Rourke has maintained in multiple interviews that he did get such a postcard. However, Morrissey denied this in 2009, telling the now-defunct Eye Weekly (via NME) that the incident never happened. "I am naturally irked that such an alleged deed has gone down in the fairy tale footnotes of Smiths lore," he lamented. "If such a postcard ever existed, it is likely that an unfunny stunt was played on Andy by someone attempting Morrissey-scrawl –- easily done." Postcard or no postcard, it's still good to know that Rourke has long since gotten clean.

If you or anyone you know is struggling with addiction issues, help is available. Visit the Substance Abuse and Mental Health Services Administration website or contact SAMHSA's National Helpline at 1-800-662-HELP (4357).

The messy breakup and its aftermath

The Smiths' 1987 breakup was a particularly messy split — and one that had a lot of reasons behind it. First and foremost was the report that prematurely claimed the Smiths were disbanding; Johnny Marr infamously accused Morrissey of planting that rumor, and while that did play a part in the split, he recalled many years later that his and Morrissey's creative partnership had simply reached its natural end.

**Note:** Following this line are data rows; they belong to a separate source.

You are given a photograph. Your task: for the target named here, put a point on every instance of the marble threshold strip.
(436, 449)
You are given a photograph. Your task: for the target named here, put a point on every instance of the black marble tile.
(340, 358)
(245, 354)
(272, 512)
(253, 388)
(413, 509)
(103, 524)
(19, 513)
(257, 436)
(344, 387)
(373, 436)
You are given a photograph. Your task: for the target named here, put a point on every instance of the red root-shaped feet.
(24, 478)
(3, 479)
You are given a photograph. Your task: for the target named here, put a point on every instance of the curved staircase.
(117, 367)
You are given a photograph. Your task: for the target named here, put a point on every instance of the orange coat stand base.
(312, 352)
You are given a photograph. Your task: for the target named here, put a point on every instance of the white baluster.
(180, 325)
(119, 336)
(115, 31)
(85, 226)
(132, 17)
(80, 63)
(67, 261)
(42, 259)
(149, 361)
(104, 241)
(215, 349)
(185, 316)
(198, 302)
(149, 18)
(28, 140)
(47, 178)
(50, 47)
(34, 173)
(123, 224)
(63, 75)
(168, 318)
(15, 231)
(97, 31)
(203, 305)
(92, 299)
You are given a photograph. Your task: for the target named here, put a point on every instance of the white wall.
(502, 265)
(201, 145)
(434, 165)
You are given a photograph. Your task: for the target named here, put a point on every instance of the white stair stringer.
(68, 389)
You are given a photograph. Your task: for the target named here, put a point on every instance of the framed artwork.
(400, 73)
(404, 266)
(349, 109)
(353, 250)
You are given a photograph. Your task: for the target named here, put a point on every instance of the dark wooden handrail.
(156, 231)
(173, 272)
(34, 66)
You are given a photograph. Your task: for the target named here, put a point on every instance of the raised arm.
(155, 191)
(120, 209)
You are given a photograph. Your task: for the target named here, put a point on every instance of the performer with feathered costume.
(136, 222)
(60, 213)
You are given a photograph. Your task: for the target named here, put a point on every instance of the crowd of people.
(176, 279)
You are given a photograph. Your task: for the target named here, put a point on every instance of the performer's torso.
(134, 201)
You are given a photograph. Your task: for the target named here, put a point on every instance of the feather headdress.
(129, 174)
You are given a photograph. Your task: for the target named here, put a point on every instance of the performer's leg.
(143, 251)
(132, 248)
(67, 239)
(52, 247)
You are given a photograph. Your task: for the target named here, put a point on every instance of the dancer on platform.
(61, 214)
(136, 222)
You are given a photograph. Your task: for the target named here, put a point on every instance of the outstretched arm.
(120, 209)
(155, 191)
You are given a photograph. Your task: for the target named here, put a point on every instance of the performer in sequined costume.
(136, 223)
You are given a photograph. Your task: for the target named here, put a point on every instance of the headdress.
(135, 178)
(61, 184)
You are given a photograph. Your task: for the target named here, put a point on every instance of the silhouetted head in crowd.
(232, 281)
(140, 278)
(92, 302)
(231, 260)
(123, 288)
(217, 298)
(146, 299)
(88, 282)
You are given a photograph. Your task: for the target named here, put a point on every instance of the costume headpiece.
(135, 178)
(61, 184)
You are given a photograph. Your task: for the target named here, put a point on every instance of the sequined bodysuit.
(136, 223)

This is in line with the reports of their clashes in the run-up to the Smiths' disbandment, as Morrissey was unhappy with Marr's frequent collaborations with other musicians, and Marr was tired of the singer's proclivity for covering cheesy 1960s pop (via Far Out Magazine). There was also the matter of the axeman's hesitance to officially manage the Smiths, which, along with the false disbandment rumor, ultimately drove him to quit in July 1987.

The acrimony didn't end there, as Andy Rourke and Mike Joyce — the unappreciated, underpaid rhythm section — later sued Morrissey and Marr on account of the fact that they each received 10% of the Smiths' performing and recording royalties, as compared to the frontman and guitarist, who were both getting a 40% share of the pie. Rourke quickly settled for an £83,000 lump sum payment and the same 10% royalty share thereafter, but Joyce kept pushing for the 25% share he felt he deserved, with his case reaching the High Court of Justice in 1996.

While Joyce won the case, getting a back payment of £1 million and said 25% split of the royalty money going forward, Morrissey told Melody Maker that the drummer, through his lawsuit, "destroyed" the "beautiful thing" he and his ex-bandmates once had.

Morrissey and Johnny Marr are still beefing

At the time of writing, it's been about three decades and a half since the Smiths broke up. While time can heal some, or even most wounds when it comes to bands that split up on acrimonious terms, it would seem that Morrissey and Johnny Marr are still at odds with each other. This was evident in January 2022, when Marr told Uncut Magazine (via NME) that he has remained close to everyone he has made music with through the years, with Morrissey being the "obvious" exception. "That isn't that much of a surprise because we're so different, me and Morrissey," the guitarist explained. "But all of these different musicians, I can pick up the phone to any one, and just pick up from where we left off."

Less than two weeks after Marr made those comments, Morrissey fired back on his website, writing an open letter to his former bandmate that asked him, in no uncertain terms, to focus on his own musical achievements and stop mentioning the singer when speaking to the press. "The fact is: you don't know me," Morrissey wrote. "You know nothing of my life, my intentions, my thoughts, my feelings ... We haven't known each other for 35 years — which is many lifetimes ago ... We both helped each other become whatever it is we are today. Can you not just leave it at that?" Morrissey would go on to accuse Marr of using his name as "clickbait," stressing that he never spoke ill of the guitarist and his solo music since the Smiths disbanded.